Ehrlich mostró su interés por tinturas que colorearan las bacterias. Esto guardaba estrecha relación con la investigación de las células. La célula, en su estado natural, es incolora y transparente, de manera que resulta en extremo difícil observar con detalle su interior. Los primeros microscopistas trataron de utilizar colorantes que tiñeran las células, pero dicha técnica sólo pudo ponerse en práctica con el descubrimiento, por parte de Perkin, de los tintes de anilinas (véase capítulo 11). Aunque Ehrlich no fue el primero que utilizara los tintes sintéticos para colorear, en los últimos años de la década de 1870 desarrolló la técnica con todo detalle, abriendo así paso al estudio de Flemming sobre mitosis y al de Feulgen del ADN en los cromosomas (véase capítulo 13).

Pero Ehrlich tenía también otras bazas en reserva. Consideró aquellos tintes como posibles bactericidas. Era factible que una mancha que reaccionara con las bacterias más intensamente que con otras células, llegara a matar las bacterias, incluso al ser inyectada en la sangre en concentración lo suficientemente baja como para no dañar las células del paciente. Para 1907, Ehrlich había descubierto un colorante denominado «rojo tripán», que serviría para teñir tos tripanosomas, organismos responsables de la temida enfermedad africana del sueño, transmitida a través de la mosca tsetsé. Al ser inyectado en la sangre a dosis adecuadas, el rojo tripán aniquilaba los tripanosomas sin matar al paciente.

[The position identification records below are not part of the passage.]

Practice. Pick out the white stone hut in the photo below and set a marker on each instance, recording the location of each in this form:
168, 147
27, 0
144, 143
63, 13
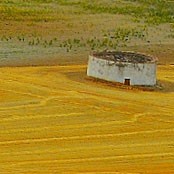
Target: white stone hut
124, 67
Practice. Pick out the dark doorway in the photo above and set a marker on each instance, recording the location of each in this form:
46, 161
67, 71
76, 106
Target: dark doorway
127, 82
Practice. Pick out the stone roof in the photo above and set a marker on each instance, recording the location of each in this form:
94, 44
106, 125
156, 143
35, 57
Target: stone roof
124, 56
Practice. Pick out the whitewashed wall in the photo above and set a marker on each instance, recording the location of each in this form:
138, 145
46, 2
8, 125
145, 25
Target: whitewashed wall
138, 73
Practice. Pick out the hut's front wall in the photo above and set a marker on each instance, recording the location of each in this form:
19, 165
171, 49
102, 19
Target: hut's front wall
137, 74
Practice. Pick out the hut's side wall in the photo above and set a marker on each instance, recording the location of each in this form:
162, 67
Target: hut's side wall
139, 74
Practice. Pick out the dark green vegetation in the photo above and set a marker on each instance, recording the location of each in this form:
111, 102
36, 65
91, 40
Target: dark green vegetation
150, 11
37, 28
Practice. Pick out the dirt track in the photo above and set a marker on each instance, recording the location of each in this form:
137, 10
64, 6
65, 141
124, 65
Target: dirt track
54, 120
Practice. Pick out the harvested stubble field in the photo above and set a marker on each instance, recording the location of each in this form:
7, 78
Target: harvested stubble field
55, 120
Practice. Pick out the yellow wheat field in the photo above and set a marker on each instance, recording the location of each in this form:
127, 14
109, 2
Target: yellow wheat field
54, 120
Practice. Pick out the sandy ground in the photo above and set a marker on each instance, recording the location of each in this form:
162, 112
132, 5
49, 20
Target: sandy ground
54, 120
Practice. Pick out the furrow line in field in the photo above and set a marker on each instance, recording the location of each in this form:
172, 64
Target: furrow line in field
38, 140
79, 160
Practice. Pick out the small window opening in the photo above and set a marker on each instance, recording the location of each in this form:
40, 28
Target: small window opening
127, 82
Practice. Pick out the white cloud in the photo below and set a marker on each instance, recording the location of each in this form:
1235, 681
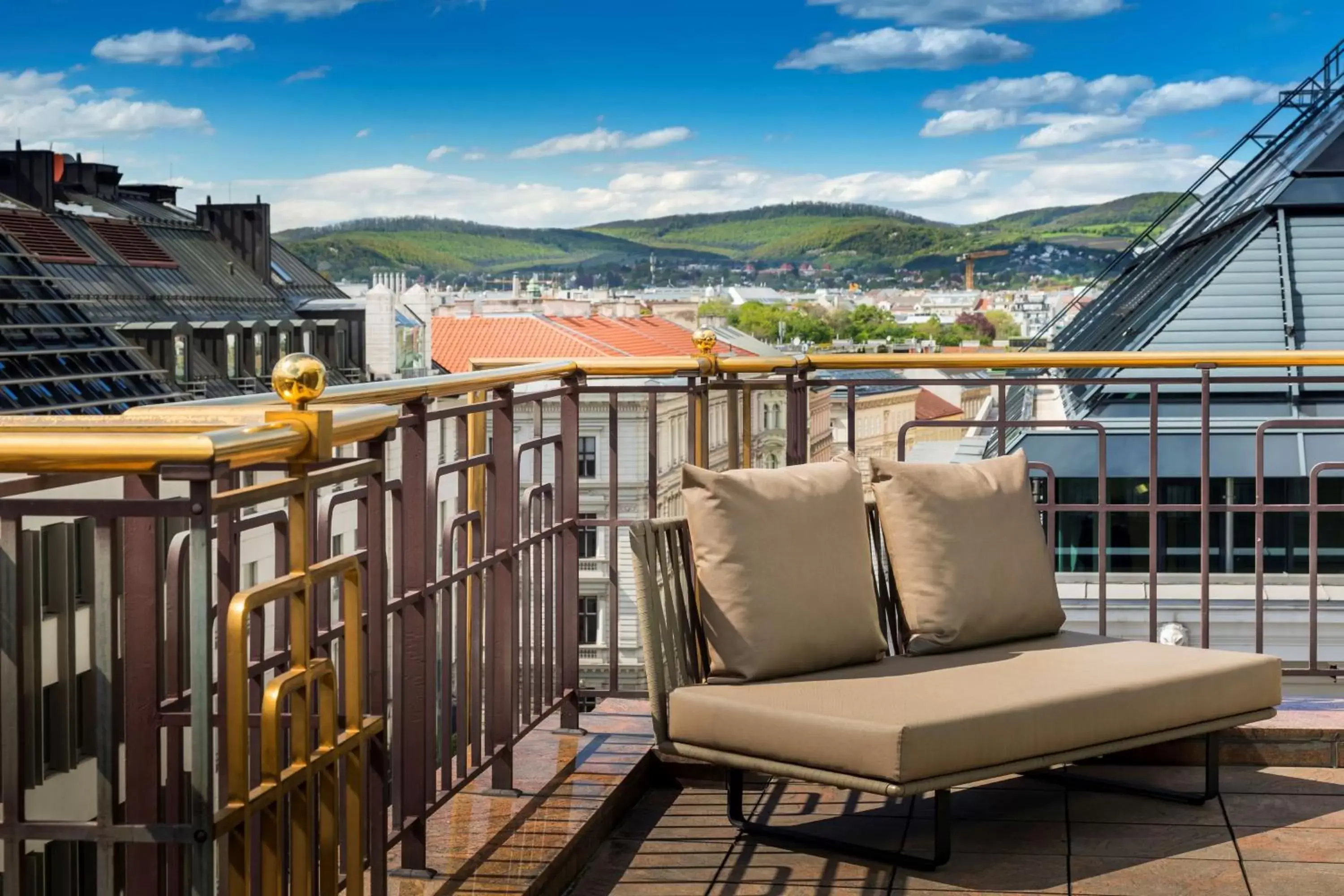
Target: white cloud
167, 47
969, 13
292, 10
936, 49
308, 74
1053, 88
1189, 96
1111, 170
1062, 129
601, 140
968, 121
636, 190
43, 108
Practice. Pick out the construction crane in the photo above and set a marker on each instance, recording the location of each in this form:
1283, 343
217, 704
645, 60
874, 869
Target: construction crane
971, 263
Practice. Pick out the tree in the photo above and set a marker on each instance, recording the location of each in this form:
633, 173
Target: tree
1004, 324
715, 308
978, 324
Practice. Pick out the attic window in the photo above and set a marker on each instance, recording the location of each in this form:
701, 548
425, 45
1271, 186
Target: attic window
42, 238
131, 242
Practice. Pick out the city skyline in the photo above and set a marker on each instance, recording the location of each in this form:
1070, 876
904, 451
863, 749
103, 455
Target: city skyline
515, 112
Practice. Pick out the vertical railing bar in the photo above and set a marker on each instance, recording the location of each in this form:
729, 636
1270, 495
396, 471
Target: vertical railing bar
374, 515
105, 726
654, 453
1003, 420
502, 708
13, 719
410, 726
851, 437
748, 422
1312, 567
1152, 512
568, 590
613, 481
1205, 503
1103, 528
140, 680
461, 598
202, 746
730, 412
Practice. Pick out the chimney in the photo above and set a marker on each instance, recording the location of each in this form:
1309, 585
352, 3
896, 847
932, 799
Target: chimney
30, 177
245, 228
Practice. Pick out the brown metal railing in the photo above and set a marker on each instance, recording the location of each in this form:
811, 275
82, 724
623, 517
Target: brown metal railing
338, 722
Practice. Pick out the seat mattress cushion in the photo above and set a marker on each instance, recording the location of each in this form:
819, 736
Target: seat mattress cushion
906, 719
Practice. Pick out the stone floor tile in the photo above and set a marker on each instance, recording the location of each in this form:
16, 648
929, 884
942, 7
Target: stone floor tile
1295, 879
991, 836
1291, 844
1116, 876
1003, 805
1190, 778
1140, 810
1151, 841
1283, 781
1284, 810
990, 872
792, 890
756, 863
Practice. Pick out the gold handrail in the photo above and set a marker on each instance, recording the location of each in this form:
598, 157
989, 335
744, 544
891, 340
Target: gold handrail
257, 429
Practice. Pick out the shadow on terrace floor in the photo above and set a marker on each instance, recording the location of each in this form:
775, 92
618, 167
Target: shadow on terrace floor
1273, 832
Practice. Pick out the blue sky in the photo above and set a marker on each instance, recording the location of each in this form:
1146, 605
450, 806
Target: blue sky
572, 112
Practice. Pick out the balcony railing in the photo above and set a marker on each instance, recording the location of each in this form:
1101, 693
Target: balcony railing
257, 708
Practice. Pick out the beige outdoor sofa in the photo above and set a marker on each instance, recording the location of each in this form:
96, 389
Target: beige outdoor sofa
909, 726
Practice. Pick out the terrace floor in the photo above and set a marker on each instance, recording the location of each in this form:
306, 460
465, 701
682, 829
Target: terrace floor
1275, 832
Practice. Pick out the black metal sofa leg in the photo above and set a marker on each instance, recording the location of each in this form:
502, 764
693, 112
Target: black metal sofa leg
1088, 782
941, 833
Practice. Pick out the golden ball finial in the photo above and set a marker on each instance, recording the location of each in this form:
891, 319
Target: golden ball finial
705, 340
299, 379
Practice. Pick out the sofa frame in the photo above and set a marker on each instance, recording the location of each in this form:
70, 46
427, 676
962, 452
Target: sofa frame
676, 655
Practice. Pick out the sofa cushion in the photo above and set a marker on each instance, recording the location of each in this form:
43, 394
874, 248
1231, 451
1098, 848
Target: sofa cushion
784, 570
968, 554
908, 719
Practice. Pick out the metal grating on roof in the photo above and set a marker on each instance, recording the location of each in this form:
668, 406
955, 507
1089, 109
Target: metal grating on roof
131, 242
43, 238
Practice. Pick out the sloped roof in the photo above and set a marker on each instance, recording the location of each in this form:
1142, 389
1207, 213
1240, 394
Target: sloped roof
932, 408
457, 340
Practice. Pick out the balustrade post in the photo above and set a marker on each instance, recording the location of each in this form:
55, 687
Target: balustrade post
374, 539
140, 677
410, 728
502, 607
568, 590
202, 800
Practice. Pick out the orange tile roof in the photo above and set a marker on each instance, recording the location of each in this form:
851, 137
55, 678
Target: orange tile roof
932, 408
457, 340
617, 335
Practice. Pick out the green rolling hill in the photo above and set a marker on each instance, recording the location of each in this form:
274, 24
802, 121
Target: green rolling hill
847, 237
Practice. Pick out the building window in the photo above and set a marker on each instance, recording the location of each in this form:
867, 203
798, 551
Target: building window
179, 357
588, 457
589, 620
588, 538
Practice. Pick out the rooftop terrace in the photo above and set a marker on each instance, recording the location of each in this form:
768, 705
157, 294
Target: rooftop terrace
445, 650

Pero Ehrlich no estaba satisfecho; quería algo que aniquilara de forma más radical los microorganismos. Suponiendo que la parte tóxica de la molécula del rojo tripán estaba constituida por la combinación «azo», o sea, un par de átomos de nitrógeno (–N
=
N–), hizo suposiciones sobre lo que podría lograrse con una combinación similar de átomos de arsénico (–As
=
As–). El arsénico es químicamente similar al nitrógeno, pero mucho más tóxico. Ehrlich empezó a ensayar compuestos de arsénico, uno tras otro, en forma casi indiscriminada, numerándolos metódicamente a medida que lo hacía. En 1909, un estudiante japonés de Ehrlich, Sahachiro Hata, ensayó el compuesto 606, que fracasara contra los tripanosomas, en la bacteria causante de la sífilis. Demostró ser letal para dicho microbio (denominado «espiroqueta» por su forma en espiral).